Premièrement, il faut fermer les centres de rétention administrative et adopter un régime juridique adapté, en recourant par exemple et au cas par cas à des assignations à résidence. Ces étrangers en situation irrégulière ne sont pas des délinquants et le risque sanitaire doit être mis en balance avec leur maintien en détention. Au surplus, la base légale de ces CRA tient dans la préparation à l’expulsion ou au transfert dans le pays d’accueil… Or l’arrêt du transport aérien rend ce transfert impossible.

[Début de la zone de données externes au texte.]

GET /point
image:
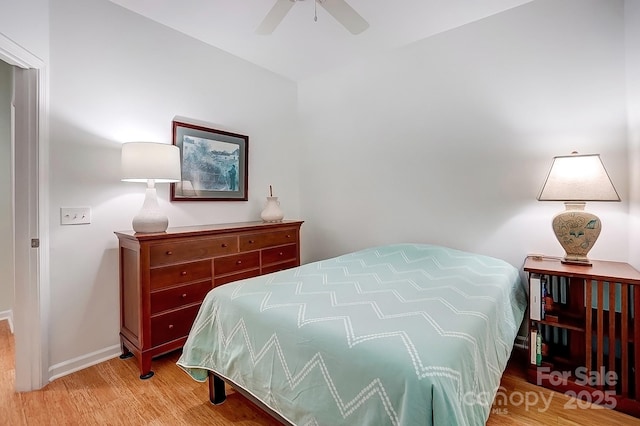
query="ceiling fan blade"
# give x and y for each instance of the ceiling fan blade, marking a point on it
(275, 16)
(345, 14)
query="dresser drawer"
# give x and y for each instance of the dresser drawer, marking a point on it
(172, 325)
(175, 297)
(235, 277)
(280, 266)
(266, 239)
(238, 262)
(177, 274)
(280, 254)
(175, 252)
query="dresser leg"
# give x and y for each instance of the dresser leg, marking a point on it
(217, 393)
(144, 363)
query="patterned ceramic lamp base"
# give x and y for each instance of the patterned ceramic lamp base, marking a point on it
(577, 231)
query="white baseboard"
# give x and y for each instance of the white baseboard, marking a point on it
(84, 361)
(521, 342)
(7, 315)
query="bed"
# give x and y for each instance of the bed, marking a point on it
(401, 334)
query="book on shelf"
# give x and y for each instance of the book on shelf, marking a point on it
(535, 304)
(535, 347)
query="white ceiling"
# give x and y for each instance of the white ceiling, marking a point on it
(300, 47)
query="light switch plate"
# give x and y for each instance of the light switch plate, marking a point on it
(75, 215)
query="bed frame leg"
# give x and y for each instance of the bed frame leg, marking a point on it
(217, 394)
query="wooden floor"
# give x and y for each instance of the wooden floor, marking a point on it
(111, 394)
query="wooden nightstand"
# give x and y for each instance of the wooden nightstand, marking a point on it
(589, 326)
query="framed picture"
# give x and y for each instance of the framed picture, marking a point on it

En ce qui concerne l’amélioration de la vie quotidienne des détenus, j’ai demandé à ce que leur crédit de téléphone ne soit pas limité à 40 euros : ce devrait être gratuit dans les circonstances actuelles. Parallèlement, et comme c’est déjà parfois le cas dans la maison d’arrêt de Villepinte, il faut accroître, lorsque cela est possible, le recours à des « parloirs électroniques » au travers d’outils comme Skype ou Facetime.

Pour ce qui relève de l’exécution des peines, il faut préciser la notion de « courte peine » évoquée par la ministre de la Justice. À mon sens, il ne faut pas exécuter les peines de moins de 6 mois. Mais il ne faut pas non plus continuer à incarcérer sauf lorsque cela est nécessaire : je pense à des peines très récentes d’incarcération pour des manifestants arrêtés samedi dernier dans le cadre du mouvement des gilets jaunes et auxquels était reprochée la détention d’une matraque.

Je remarque d’ailleurs que beaucoup de juges de l’application des peines accélèrent les sorties de détenus en fin de peine. Les tribunaux demeurent eux plus rétifs.

Enfin, j’ai proposé que soit envisagées des grâces collectives ainsi qu’un projet de loi d’amnistie pour les courtes peines.